Be Newsletters - Volume 5: 2000

Issue 5-12, March 22, 2000

Be Engineering Insights: Ego Surfing

By George Hoffman

If you do a Google search for "George Hoffman," the whole first page of hits is for some "Captain George Hoffman" from New Jersey who not only is no relation to me but is also dead. If you just search for "Hoffman," I'm not even in the first hundred hits (I didn't look any farther). If you search for "geh," there are a bunch of hits for the George Eastman House, followed by a lot of stuff that must be total garbage because *it* isn't even in *Engish*.

In fact, the only Google search I know of for me in which I actually appear on the first page of hits is for "George Earle Hoffman" (my full, unfortunate name). This turns up two references to two separately maintained lists of GNUStep volunteers. I'm listed as working on a GNUStep test suite, which must be the result of an e-mail question I sent to the project maintainer in 1994. Let this be a warning to you all: Open Source is catching. It could happen to you!

What's my point? I recently decided that there simply isn't enough with my name on it. In the grand scheme of things, I've done nothing with my life. My existence is meaningless. Compared to the likes of Stephen Hawking, Ani DiFranco, or Regis Philbin, I am as an ant to the mighty cockroach. Now, this is a realization that everyone (except maybe The Regis) comes to at one point or another in their lives. Some people deal with it gracefully, and some people grab automatic weapons and head for the nearest clock tower.

How did I deal with this personal crisis? Well, I'd like to say that I rose to the challenge and adopted a Cause: steadfastly dedicated my life to preserving the rain forests, or feeding starving children, or freeing Kevin Mitnick, or organizing sit-ins or walk-outs or walkathons, or saving baby seals, or clubbing baby seals, or being outraged at people who have genitals or who use them in a certain way, or one of those other things that somehow always results in the blocking off of perfectly good roads which happen to lead where I want to go. But what I actually did was move to Millbrae, buy a red sports car, and start dating a girl who is far too young for me.

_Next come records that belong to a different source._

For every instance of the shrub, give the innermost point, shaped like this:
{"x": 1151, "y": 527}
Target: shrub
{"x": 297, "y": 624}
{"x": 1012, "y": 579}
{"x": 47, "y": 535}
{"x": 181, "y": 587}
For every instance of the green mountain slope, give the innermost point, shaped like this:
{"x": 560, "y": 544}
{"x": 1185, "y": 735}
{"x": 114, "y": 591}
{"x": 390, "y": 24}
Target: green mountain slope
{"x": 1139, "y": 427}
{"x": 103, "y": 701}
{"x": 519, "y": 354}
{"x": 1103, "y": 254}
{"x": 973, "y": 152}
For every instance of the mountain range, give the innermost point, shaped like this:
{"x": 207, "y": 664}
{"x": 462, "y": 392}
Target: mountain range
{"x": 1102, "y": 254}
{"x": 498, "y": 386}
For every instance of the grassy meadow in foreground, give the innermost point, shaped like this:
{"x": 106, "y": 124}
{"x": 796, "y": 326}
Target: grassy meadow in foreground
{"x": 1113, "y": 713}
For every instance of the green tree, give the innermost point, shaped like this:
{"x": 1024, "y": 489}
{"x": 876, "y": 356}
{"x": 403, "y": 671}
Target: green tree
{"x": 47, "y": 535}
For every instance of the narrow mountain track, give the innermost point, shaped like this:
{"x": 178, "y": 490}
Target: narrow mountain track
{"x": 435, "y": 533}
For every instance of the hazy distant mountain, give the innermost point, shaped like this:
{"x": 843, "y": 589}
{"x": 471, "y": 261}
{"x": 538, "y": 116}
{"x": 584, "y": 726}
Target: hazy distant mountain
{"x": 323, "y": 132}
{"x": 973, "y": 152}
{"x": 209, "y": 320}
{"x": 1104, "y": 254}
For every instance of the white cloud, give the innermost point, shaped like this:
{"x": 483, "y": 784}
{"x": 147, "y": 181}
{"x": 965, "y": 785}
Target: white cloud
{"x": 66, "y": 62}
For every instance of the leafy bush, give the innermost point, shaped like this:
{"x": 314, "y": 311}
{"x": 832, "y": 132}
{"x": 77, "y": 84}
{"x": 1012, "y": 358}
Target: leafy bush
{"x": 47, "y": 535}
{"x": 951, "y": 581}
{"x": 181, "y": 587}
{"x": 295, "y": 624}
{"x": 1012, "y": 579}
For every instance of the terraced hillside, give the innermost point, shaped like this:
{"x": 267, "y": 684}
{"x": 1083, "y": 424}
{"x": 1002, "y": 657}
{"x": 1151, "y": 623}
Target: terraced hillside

I could have sworn there was a point to all that. Oh, yes! I also wrote some code.

You see, you may think that what Be engineers are good at is writing an operating system. This is an imprecise statement. You may think that we are good at doing things the "right" way. This, while arguably true, is also not quite right. What Be engineers are best at is taking some problem which is laughably easy to solve and making it complicated enough to interest us. It's not enough, for example, for us to be able to play a movie. We have to be able to play 30 of them, in parallel, on eight CPUs, while surfing the Web and playing Quake II. (You may have heard this referred to in our marketing literature as "sexy"... we engineers know that's just marketing speak for "butt-ass complicated.") Who buys an eight-processor machine and then watches 30 movies on it all at the same time? Beats me. They told us they could sell it, so we made it.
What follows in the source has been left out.